私達の行動次第で沢山の人達の生活を駄目にしてしまう。
周りに侮られることはあってはならない。
親子ほど年の離れてる大人を相手に対等に渡り合う必要がある。
当主である私が舐められると、それが領地の経営に直結してしまう。
本来なら当主である親について回って、少しずつ経験を積んで成果を残していくはずだった。
当主になる頃には、成果を周りに認められてスムーズに世代交代するはずだったけど、事故でお父様達を亡くしてしまい、一気に計画が崩れてしまった。
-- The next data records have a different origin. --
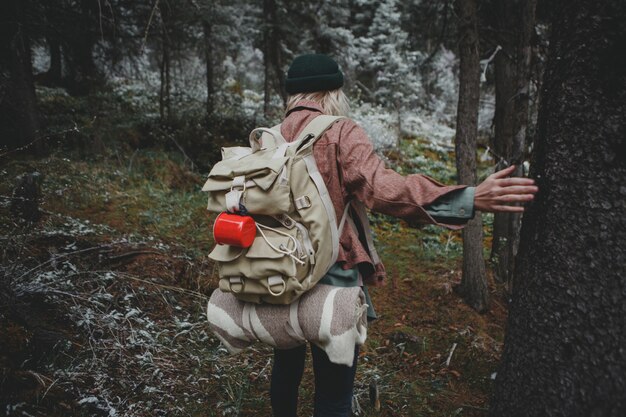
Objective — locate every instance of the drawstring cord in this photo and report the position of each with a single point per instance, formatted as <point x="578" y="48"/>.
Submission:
<point x="282" y="249"/>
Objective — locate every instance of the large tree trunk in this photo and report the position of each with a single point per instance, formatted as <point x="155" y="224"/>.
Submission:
<point x="512" y="66"/>
<point x="564" y="351"/>
<point x="473" y="285"/>
<point x="19" y="120"/>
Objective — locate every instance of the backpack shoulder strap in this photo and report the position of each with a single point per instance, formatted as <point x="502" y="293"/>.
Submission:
<point x="314" y="131"/>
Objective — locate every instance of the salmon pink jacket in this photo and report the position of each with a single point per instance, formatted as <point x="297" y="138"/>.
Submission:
<point x="353" y="171"/>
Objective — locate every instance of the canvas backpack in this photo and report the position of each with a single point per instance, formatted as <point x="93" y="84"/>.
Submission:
<point x="297" y="236"/>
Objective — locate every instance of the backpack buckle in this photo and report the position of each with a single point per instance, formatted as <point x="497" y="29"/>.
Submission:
<point x="236" y="284"/>
<point x="274" y="281"/>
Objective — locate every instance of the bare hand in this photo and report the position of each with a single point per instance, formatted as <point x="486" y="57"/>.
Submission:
<point x="497" y="192"/>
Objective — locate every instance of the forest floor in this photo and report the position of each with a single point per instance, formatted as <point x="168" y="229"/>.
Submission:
<point x="103" y="303"/>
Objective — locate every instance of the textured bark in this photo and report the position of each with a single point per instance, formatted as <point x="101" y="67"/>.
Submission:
<point x="512" y="66"/>
<point x="473" y="285"/>
<point x="19" y="116"/>
<point x="564" y="351"/>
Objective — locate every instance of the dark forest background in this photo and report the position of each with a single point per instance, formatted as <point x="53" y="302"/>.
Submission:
<point x="113" y="111"/>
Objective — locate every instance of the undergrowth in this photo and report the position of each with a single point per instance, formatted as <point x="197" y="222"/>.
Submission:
<point x="103" y="299"/>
私は学園を卒業したばかりで、お父様の仕事をまだ手伝ってなかった。
私が当主になると決まってなかったから、本格的に手伝ってなかったから何をすればいいのかも分からない。
簡単な書類などの手伝いはしてたけど、我が家の者なら誰でも見ても問題ない書類だったから、今までの経験では、当主として仕事をするには全然役には立たないはず。
何もせずに遊び歩いてたとかよりは良いかもしれませんが、今のままでは周りに舐められて、意見を聞いてもらえずに振り回されてしまうだけ、ラッセルがこの家を継いでくれるなら、それまでは絶対にこの家を存続させないといけないわ。
「ラッセルが本気でこの家を継ぐ気があるなら、セントラル学院に入学して欲しいのよ」
「セントラル学院?何で?評判が良いのは知ってるけど、俺は姉上とアラン兄が通ってた学園に入るつもりだったのに」
「貴方があの学園に入学するつもりなのは知ってたわ。でもあの学園よりセントラル学院に入学して欲しいの」
ラッセルはアランにとても憧れてたから、アランの真似をしたがる子だった。
アランが学園でずっとトップの成績だと聞いてるこの子は、自分が入学したらアランみたいにトップの成績で入学して、トップ成績で卒業するって言っていた。
この子の夢を1つ壊してしまうことになるけど、この子の安全を守る為には、あの学園に通わすのは絶対に認められない。
私も通ってたからとても素晴らしい学園なのは間違いないけど、あそこは王族である王妃様が干渉しやすい場所になっている。